В «Лжи романтизма…» тезис о «желании чужого желания» лишь эмпирически выводится из анализа некоторых литературных произведений. Чаще всего автор книги предпочитает осторожно говорить о «желании от Другого» (наст. изд., с. 114), то есть желании, подсказанном медиатором, но не обязательно испытываемом им самим; бывает, что субъект лишь предполагает его, – как в «Красном и черном» провинциальный буржуа Реналь воображает, что его соперник Вально собирается пригласить к себе домашнего учителя, и тут же спешит сам обзавестись таковым. Начиная с книги «Насилие и священное», где миметическое желание уже служит для объяснения не только романных сюжетов, но и реальных социокультурных фактов, Жирар формулирует ту же идею в обобщенном виде и кладет ее в основу дальнейших рассуждений: «Субъект желает объекта потому, что его желает сам соперник […] желание по природе своей миметично, оно копирует желание-образец»[16]. Известно, какое катастрофическое развитие получает такое желание в обществе, согласно его теории: соперничающие желания сталкиваются в конфликте, отменяя различия между людьми и вызывая социальный кризис; для выхода из него блуждающую в обществе агрессию направляют на кого-то одного, обычно слабого и чем-то отличного от других, – превращают его в «козла отпущения»; в дальнейшем, чтобы забыть о совершенном против него несправедливом насилии, его образ сакрализуют, превращают в божество, задним числом уподобляемое живому медиатору-«идолу»… Таково «происхождение мифов и обрядов» (название одной из глав книги «Насилие и священное») и «происхождение культуры» в целом (название книги диалогов Жирара, 2004).

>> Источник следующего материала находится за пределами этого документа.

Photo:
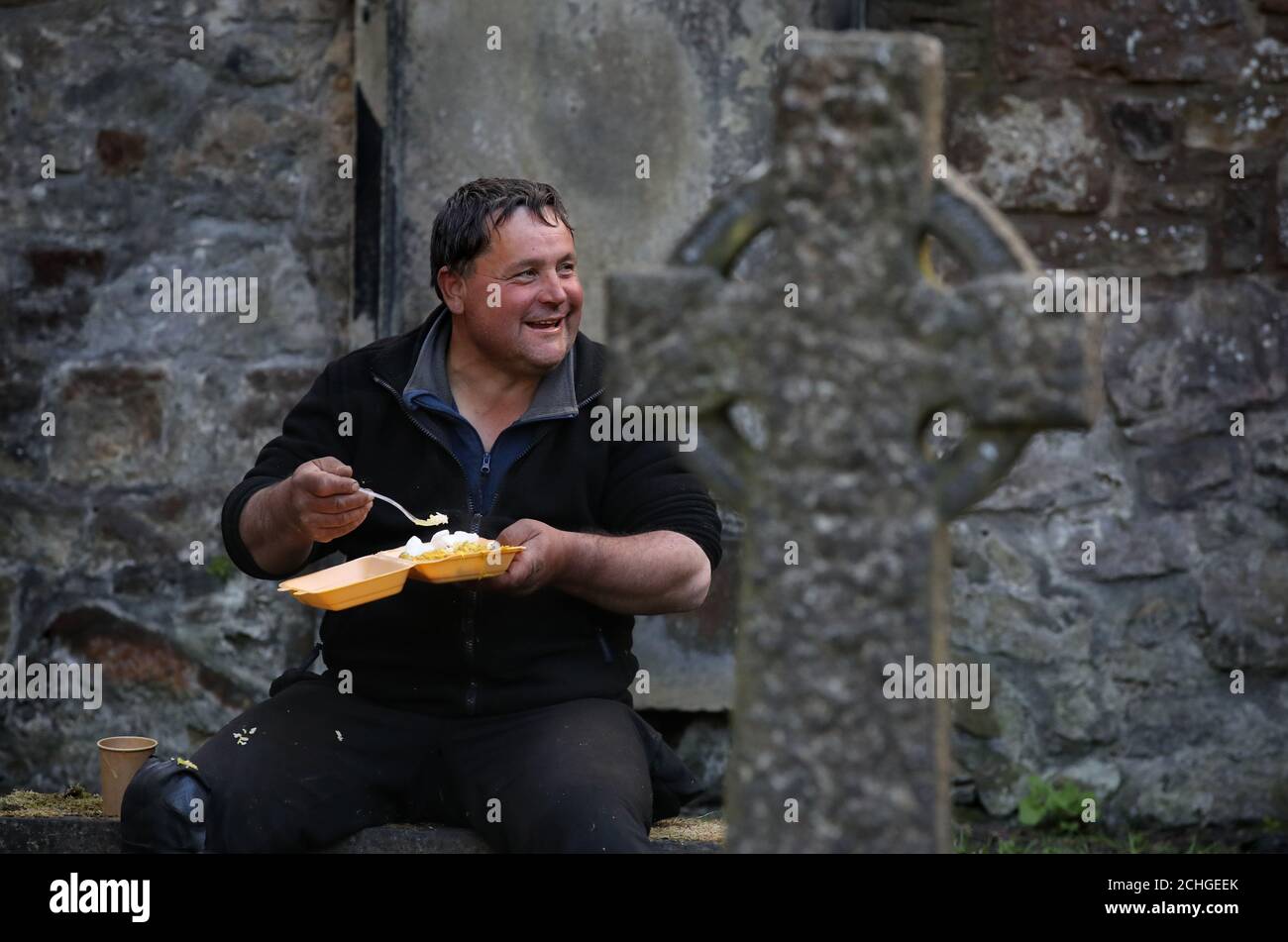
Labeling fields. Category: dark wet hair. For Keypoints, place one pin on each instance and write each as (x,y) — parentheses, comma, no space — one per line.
(463,229)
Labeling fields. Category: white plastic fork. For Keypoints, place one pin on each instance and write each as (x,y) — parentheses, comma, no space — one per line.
(436,520)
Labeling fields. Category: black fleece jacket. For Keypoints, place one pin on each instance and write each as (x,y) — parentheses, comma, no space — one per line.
(454,650)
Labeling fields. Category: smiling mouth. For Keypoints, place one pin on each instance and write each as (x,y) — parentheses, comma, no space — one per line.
(546,325)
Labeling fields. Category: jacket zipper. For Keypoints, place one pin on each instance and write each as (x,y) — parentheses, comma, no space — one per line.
(468,615)
(471,594)
(531,446)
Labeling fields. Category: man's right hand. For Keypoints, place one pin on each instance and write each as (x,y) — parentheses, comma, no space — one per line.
(323,501)
(320,502)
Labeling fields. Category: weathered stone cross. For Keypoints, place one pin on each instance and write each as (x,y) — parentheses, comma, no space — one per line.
(829,399)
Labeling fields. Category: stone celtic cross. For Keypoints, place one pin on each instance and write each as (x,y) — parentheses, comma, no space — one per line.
(827,401)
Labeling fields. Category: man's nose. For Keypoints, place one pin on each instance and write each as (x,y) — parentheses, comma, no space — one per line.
(553,289)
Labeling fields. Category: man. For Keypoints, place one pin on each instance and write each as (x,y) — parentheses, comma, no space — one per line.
(501,704)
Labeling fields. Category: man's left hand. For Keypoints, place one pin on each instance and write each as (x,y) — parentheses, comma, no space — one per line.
(540,563)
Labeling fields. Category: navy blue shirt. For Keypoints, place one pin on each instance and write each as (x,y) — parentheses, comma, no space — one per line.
(429,389)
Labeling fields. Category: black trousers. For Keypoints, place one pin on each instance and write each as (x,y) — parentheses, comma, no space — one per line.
(312,765)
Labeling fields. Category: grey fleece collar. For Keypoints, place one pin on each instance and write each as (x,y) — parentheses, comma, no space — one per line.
(555,395)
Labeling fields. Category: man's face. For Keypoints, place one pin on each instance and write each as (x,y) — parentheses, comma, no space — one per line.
(533,267)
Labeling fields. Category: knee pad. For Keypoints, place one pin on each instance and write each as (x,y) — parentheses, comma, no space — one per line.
(163,809)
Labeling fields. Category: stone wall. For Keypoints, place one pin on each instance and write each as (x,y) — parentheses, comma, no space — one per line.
(215,161)
(1119,161)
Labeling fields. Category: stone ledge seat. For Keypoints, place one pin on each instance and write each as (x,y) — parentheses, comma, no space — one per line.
(95,834)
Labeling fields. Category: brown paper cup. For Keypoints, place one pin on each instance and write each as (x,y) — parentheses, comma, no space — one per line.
(119,758)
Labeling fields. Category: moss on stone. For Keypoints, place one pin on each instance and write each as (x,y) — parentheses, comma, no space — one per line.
(75,802)
(690,830)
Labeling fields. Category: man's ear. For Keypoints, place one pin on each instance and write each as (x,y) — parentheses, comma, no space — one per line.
(452,287)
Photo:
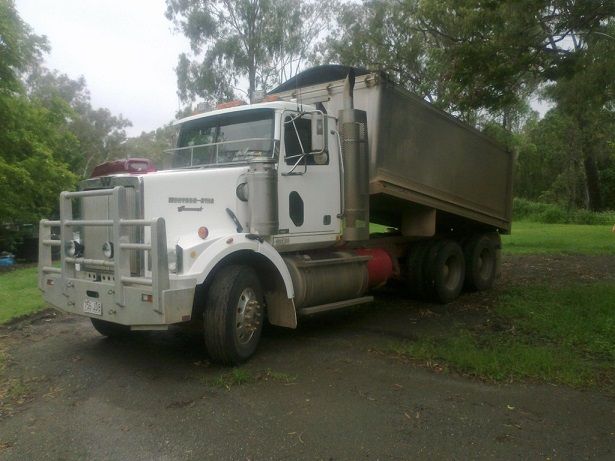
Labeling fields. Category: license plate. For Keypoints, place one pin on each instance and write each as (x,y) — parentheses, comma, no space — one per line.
(92,307)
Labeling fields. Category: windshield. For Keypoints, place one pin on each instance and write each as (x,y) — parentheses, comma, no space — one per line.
(229,138)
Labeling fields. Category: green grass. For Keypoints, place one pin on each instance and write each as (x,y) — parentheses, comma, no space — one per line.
(528,237)
(19,294)
(550,213)
(564,335)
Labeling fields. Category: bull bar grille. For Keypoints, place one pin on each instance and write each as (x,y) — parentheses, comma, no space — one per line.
(120,263)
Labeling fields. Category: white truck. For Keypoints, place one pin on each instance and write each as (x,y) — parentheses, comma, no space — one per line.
(264,215)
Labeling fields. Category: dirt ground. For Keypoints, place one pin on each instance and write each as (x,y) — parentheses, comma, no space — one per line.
(328,390)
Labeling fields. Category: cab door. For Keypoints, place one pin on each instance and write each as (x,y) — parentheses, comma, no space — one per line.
(308,180)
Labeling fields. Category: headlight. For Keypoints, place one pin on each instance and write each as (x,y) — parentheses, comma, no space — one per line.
(73,249)
(108,250)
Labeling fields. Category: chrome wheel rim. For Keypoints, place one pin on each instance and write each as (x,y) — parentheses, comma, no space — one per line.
(248,316)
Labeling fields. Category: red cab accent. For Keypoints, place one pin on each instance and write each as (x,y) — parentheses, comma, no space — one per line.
(129,165)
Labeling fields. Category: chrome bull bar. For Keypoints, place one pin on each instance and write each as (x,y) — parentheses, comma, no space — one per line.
(120,262)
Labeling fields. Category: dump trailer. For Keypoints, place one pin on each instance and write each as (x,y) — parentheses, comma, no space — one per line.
(337,183)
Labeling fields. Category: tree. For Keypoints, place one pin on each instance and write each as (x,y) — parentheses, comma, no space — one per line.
(152,145)
(262,41)
(493,54)
(382,35)
(100,134)
(30,172)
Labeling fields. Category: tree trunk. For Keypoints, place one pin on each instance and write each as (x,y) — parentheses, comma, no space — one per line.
(252,82)
(592,180)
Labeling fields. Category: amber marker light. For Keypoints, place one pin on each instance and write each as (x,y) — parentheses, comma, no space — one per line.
(203,232)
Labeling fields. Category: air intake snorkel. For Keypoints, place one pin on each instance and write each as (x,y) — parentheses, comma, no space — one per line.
(353,129)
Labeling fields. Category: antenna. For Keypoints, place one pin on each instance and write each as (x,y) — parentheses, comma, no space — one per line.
(298,93)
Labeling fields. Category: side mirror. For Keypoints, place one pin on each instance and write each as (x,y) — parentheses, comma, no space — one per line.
(319,132)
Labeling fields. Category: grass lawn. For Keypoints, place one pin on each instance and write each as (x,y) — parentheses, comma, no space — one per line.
(19,294)
(564,336)
(539,333)
(528,237)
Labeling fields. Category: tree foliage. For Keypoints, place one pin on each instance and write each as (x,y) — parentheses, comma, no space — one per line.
(261,41)
(484,61)
(49,132)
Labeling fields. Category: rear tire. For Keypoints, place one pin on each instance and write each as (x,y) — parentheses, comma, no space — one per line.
(444,271)
(233,317)
(481,261)
(110,329)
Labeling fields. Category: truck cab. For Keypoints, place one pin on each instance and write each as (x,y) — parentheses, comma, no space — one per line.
(262,213)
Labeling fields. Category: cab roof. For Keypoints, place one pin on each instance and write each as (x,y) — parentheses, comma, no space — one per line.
(276,105)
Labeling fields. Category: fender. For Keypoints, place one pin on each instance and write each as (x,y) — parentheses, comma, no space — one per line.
(232,243)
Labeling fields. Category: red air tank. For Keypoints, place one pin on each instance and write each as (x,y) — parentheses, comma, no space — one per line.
(379,268)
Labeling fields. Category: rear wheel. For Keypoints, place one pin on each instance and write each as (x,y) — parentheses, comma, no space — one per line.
(110,329)
(233,316)
(444,271)
(481,261)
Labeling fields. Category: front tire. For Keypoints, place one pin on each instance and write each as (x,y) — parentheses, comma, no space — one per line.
(233,317)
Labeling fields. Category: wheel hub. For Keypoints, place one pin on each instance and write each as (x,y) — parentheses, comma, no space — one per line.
(248,316)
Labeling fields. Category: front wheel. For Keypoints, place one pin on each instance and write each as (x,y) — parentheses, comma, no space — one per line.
(233,317)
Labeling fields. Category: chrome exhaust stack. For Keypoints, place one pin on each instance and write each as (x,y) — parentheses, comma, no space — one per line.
(355,155)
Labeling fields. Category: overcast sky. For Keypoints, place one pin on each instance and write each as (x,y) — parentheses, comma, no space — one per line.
(125,49)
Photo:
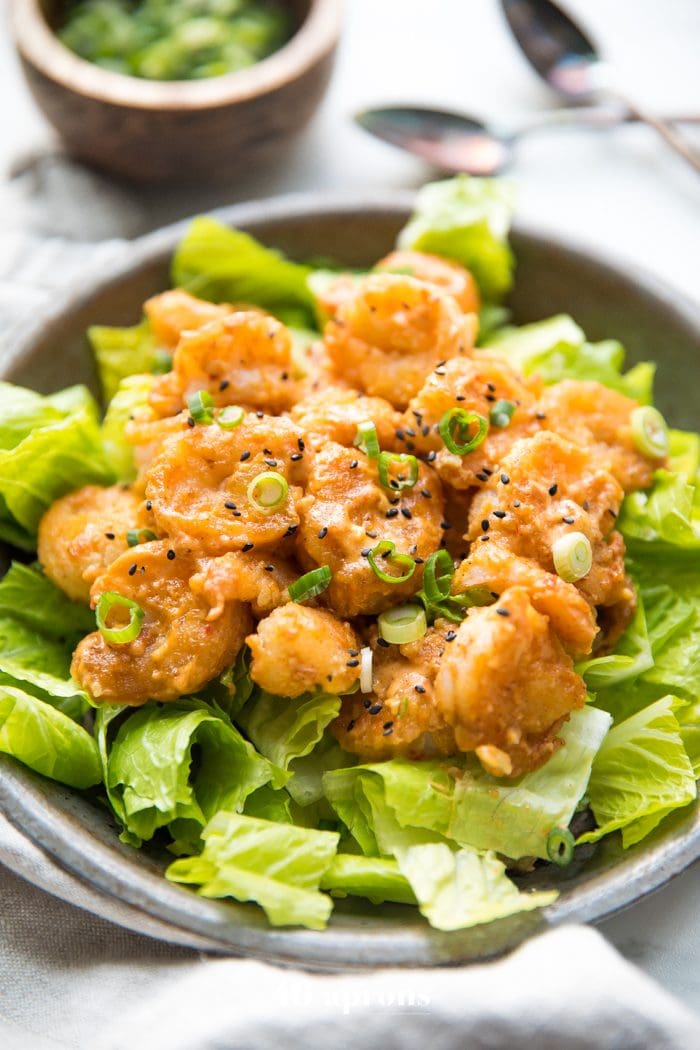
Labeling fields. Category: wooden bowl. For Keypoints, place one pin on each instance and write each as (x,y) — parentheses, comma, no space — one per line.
(181,130)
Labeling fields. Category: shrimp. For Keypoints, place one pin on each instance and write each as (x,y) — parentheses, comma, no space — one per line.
(449,277)
(260,579)
(176,311)
(83,532)
(244,358)
(506,686)
(393,332)
(594,416)
(178,649)
(297,650)
(399,716)
(346,511)
(547,487)
(197,485)
(335,413)
(497,569)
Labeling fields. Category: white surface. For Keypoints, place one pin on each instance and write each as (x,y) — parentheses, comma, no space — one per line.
(622,192)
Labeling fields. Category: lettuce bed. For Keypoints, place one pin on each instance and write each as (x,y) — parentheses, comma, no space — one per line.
(249,792)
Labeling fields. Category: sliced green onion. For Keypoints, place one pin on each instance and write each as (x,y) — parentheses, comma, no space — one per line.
(403,624)
(129,631)
(650,432)
(502,413)
(560,846)
(200,405)
(162,362)
(136,536)
(398,461)
(365,669)
(386,550)
(367,440)
(230,417)
(454,428)
(268,491)
(311,585)
(573,557)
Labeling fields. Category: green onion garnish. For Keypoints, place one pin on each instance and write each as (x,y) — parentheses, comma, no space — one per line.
(366,439)
(268,491)
(200,405)
(560,846)
(397,462)
(311,585)
(136,536)
(386,550)
(572,557)
(230,417)
(502,413)
(403,624)
(650,432)
(454,428)
(129,631)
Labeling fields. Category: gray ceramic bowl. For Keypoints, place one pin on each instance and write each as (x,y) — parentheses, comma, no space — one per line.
(653,322)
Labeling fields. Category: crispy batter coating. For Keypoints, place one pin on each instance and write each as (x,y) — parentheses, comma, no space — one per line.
(246,358)
(333,414)
(258,579)
(399,717)
(598,418)
(505,685)
(178,648)
(393,332)
(83,532)
(473,384)
(197,485)
(346,511)
(176,311)
(449,277)
(298,649)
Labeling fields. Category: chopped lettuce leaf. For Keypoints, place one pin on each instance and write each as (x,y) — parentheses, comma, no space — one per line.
(46,740)
(556,349)
(640,774)
(282,729)
(129,400)
(377,878)
(279,866)
(44,456)
(122,352)
(466,219)
(229,266)
(182,761)
(472,809)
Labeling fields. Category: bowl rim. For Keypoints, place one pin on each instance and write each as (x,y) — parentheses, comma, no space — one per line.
(40,47)
(24,795)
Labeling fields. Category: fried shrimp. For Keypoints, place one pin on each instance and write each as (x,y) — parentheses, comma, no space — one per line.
(598,418)
(83,532)
(246,357)
(449,277)
(505,685)
(202,486)
(399,717)
(178,648)
(297,650)
(260,579)
(346,511)
(393,332)
(473,384)
(334,414)
(176,311)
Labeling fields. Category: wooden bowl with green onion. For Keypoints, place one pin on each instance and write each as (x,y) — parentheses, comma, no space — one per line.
(213,128)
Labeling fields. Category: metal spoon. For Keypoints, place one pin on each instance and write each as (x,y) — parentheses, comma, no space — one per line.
(571,64)
(455,142)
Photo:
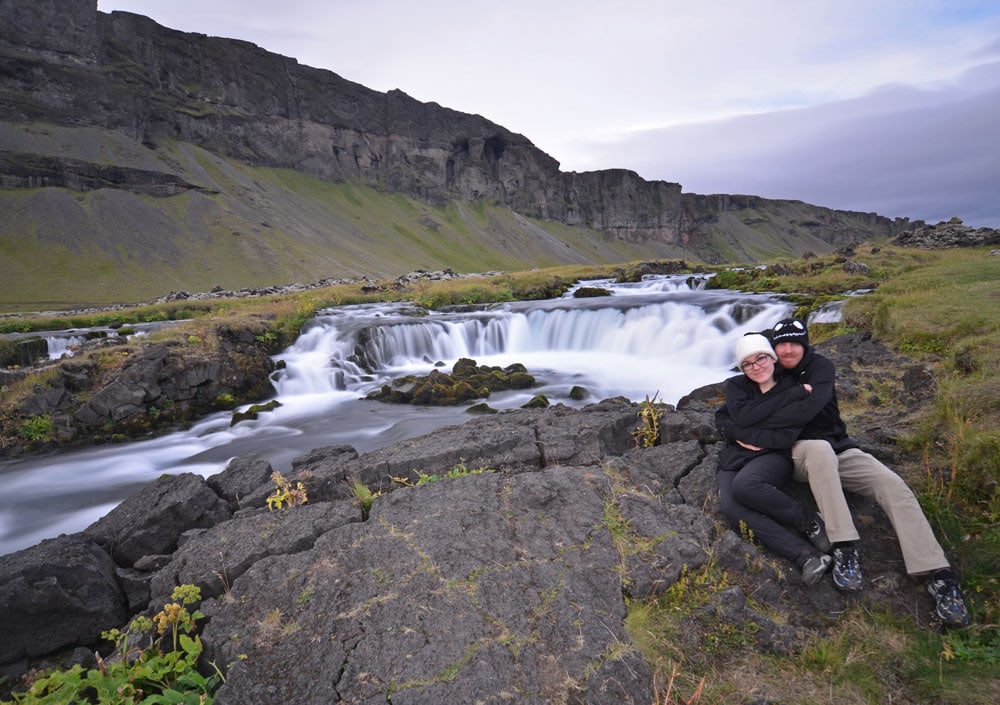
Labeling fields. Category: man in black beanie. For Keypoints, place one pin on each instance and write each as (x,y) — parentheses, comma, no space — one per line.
(831,462)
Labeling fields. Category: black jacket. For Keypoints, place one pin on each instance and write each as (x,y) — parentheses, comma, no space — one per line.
(771,420)
(820,408)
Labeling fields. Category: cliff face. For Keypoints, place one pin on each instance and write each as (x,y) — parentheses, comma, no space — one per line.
(65,64)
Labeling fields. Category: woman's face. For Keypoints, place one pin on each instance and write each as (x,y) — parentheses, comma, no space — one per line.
(758,367)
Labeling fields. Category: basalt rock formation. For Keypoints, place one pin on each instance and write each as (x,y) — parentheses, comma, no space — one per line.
(510,584)
(119,104)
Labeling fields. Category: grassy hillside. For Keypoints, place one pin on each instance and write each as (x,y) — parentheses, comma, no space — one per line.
(935,307)
(245,227)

Безоглядная генерализация миметического желания, превращенного в «теорию всего», в универсальный объяснительный инструмент, не могла не навлечь на себя критику. Да, такое желание встречается в жизни; его усиленно возбуждают и эксплуатируют коммерческая реклама и политическая пропаганда; его часто показывают, более или менее сознательно, в литературе и искусстве. Но даже у «великих романистов», как именует их Жирар, не все персонажи одержимы таким желанием – никакого миметизма не заметно, например, у родителей Марселя в романе Пруста, или у старого политика маркиза де Ла-Моля в «Красном и черном» Стендаля, или у Фабрицио дель Донго в его же романе «Пармская обитель»[17]. Вообще же желание, разделяемое разными людьми – иногда перенимаемое одними у других, а иногда и возникающее у каждого независимо, – не обязательно делает их соперниками: если многим людям хочется купаться в море, то обычно они мирно уживаются на пляже, был бы только пляж достаточно просторным. Миметический конфликт возникает лишь при дефиците желаемых ресурсов, как в ситуации любовного соперничества. И даже в случае прямого конфликта противники не обязательно обмениваются желаниями как таковыми: если А хочет убить В, то В, защищаясь, заимствует у него не конкретное желание своего убийства, а общую воинственность, готовность к насилию; в точности имитируя желание врага, ему следовало бы убить самого себя![18]